Fiber Optic Ice Sensor for Measuring Ice Thickness, Type and the Freezing Fraction on Aircraft Wings
Round 1
Reviewer 1 Report
Dear writer,
I think that the paper is interesting but some things could add more value to the paper. I will give you recommendations or opinions more than corrections. For example, in the introduction I would add more references for ice sensor technologies and I would compare your sensor with others (advantages and disadvantages). A common reference is Jackson and Goldberg paper:
Jackson, D.G., & Goldberg, J.I. (2007). Ice Detection Systems: A Historical Perspective.., & Goldberg, J.I. (2007). Ice Detection Systems: A Historical Perspective.
And additionally you can add more references of optic fiber ice sensors like:Icing Condition Predictions Using FBGS, M Gonzalez M Frovel
I will give you another recommendations:
1. In the paragraph of the line 98, there is a definition of the freezing fraction and its importance. I think, even thought I think you have explained it, to say why is important to discriminate between glaze and rime conditions.

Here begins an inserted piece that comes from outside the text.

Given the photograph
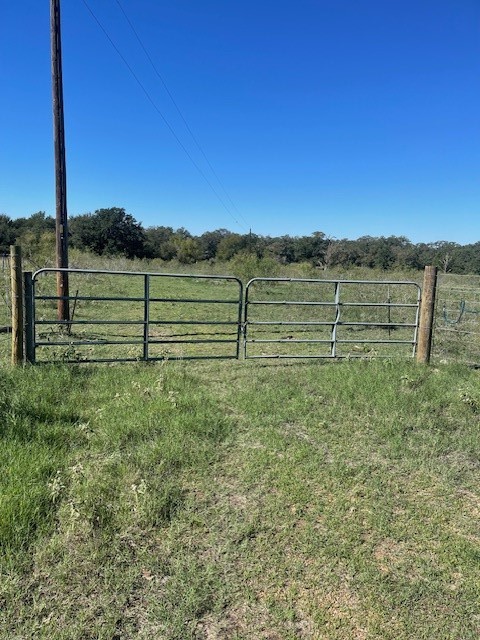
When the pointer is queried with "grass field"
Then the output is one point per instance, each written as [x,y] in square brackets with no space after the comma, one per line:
[457,324]
[227,500]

2. In Line 215 Is A_overlap(x) no O_verlap.
3. Figure 3 is low quality. I would substitute it for other of higher quality
4. Line 246: Why in the case of rime ice Mie scattering is dominant? And glaze? I think a larger explanation is necessary.
5. I saw that you used the Messinger model for the heat flux in the surface. This model uses some a notation that is outdated (the paper is of the 50’s) I recommend you using the LEWICE software notation.

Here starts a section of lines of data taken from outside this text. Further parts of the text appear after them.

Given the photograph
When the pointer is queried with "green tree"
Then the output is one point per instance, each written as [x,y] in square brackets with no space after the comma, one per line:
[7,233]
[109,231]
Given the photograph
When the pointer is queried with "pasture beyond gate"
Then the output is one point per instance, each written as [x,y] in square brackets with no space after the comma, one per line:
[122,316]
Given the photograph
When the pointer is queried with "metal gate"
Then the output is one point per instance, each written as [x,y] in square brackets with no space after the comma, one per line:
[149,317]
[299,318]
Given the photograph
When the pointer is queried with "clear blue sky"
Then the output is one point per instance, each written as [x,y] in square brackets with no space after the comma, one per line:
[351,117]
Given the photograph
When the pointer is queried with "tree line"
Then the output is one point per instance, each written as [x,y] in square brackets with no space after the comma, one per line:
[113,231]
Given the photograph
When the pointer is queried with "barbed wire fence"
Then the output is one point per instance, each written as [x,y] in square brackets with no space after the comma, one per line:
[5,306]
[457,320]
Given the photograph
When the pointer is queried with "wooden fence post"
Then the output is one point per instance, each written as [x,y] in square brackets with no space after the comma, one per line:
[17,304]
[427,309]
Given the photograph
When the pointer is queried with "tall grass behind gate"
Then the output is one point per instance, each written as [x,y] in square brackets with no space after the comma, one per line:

6. I don’t understand why the LWC uncertainties are of a 12%. The uncertainties of LWC depends on the measurement technique of the test. Why did you pick an external reference for your LWC uncertainty?
7. Figure 5 should have a higher resolution. It is difficult to read the legend.

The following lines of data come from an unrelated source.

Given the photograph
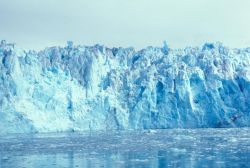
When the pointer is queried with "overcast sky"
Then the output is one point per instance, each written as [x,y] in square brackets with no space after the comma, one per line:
[35,24]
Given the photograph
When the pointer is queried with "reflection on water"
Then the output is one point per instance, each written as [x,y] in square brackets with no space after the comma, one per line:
[161,148]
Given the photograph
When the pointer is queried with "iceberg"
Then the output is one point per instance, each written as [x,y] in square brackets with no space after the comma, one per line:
[78,88]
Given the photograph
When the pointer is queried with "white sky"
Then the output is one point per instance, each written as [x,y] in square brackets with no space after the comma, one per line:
[35,24]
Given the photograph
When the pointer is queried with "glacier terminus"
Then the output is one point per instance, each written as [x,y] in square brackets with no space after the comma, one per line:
[78,88]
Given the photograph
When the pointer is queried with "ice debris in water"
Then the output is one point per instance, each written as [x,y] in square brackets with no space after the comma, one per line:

8. Figure 6 needs more resolution as well. My recommendation is to express the results in 2D with different styles or colors.
9. In the line 493 is g/m3. It is a quite big LWC, why did you choose it?
10. Figure 8 needs more resolution. It is convenient a 2D plot and a more detailed description of the position each fiber number would be interesting.
11. In line 407, splashing and bouncing is a typical effect of SLD. The reason why the freezing fraction is less than one Is thermal for 20um droplets (the ones that you used). The horn are caused by other effect.
12. It would be interesting to compare the data obtained with glaze, mixed and rime ice
13. Why does the curves between 11a and 11b are so different?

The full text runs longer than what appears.